12.)  TERMINATION.   In the event Buyer terminates this contract in whole or in part by written notice to Seller, Buyer shall be liable for termination charges, payable NET CASH, including but not limited to work-in-process, and all costs, direct or indirect, incurred and committed for this contract together with a reasonable allowance for prorated expenses and profits.

13.)  PLACE OF BUSINESS. Seller's only office for the transaction of business is located as indicated on the face of this document, and only duly authorized officials of Seller at that location shall have the power to alter or amend the terms of any contract binding upon seller.

14.)  HOLD ORDERS.  All orders not scheduled at time of placement shall be released for delivery no later than one (1) year from the date that this contract was originally ordered, unless otherwise agreed to in writing by a duly authorized officer of Seller.

15.)  JURISDICTION. This contract shall be governed by and construed in accordance with the laws of the Commonwealth of Pennsylvania.

16.)  ERRORS.  Stenographic and/or clerical errors are subject to correction.

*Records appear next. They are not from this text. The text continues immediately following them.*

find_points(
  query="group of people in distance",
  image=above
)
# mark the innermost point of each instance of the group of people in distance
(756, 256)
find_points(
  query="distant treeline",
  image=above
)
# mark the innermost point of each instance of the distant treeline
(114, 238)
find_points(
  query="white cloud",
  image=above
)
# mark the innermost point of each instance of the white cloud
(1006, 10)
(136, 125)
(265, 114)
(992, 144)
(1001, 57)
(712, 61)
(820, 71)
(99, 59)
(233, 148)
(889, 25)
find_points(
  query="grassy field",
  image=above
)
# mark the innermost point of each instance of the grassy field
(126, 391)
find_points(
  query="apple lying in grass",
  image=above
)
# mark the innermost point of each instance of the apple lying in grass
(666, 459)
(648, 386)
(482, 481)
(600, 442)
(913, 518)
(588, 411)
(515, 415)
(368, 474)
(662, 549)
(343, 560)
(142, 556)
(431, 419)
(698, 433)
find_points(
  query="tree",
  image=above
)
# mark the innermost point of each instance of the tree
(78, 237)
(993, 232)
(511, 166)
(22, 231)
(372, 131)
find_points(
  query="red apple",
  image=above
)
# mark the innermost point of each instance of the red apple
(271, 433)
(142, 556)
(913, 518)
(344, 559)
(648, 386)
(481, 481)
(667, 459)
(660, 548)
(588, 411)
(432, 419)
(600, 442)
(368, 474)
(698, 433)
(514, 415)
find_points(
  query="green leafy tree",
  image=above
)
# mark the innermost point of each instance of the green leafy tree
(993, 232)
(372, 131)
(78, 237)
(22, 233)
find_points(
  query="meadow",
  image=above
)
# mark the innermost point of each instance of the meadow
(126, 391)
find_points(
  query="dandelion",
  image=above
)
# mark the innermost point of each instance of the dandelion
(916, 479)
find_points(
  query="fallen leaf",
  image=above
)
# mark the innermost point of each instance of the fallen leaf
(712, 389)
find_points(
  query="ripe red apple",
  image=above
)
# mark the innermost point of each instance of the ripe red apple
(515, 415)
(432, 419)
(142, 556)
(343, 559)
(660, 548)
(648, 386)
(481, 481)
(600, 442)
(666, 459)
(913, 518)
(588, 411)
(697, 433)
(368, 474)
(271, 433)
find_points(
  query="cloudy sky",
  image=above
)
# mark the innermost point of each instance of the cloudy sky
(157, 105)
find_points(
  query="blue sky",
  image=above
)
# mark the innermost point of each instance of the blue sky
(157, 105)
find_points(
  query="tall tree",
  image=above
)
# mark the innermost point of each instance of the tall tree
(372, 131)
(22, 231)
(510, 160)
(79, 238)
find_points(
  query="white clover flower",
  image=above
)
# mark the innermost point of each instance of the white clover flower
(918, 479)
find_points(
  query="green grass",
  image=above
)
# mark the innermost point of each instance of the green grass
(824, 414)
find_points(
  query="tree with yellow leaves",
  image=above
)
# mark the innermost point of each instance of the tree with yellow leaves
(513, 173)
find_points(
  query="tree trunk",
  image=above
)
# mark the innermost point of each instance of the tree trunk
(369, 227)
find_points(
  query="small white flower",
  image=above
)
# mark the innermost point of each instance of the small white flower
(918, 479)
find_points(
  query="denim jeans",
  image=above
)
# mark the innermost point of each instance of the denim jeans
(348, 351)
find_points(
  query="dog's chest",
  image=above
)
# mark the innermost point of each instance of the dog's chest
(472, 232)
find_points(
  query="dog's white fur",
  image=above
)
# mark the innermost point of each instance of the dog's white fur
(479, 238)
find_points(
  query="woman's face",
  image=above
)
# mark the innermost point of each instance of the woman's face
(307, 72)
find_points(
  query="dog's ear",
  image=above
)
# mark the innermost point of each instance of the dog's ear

17.)  EQUAL EMPLOYMENT OPPORTUNITY EMPLOYER. 
POLYPHASE INSTRUMENT COMPANY is an equal employment opportunity employer. Seller agrees to comply with the provisions of executive order 11246, 11375 and any amendment thereto (Non-Discrimination in Employment), and the Fair Labor Standards Act of 1938 as amended provided Seller is not exempted from compliance by reason of the provisions thereof.

18.)  TAXES. Unless otherwise stated, all prices are exclusive of state and local use, sales and similar taxes.  Such taxes when applicable will appear as separate additional items on our invoices.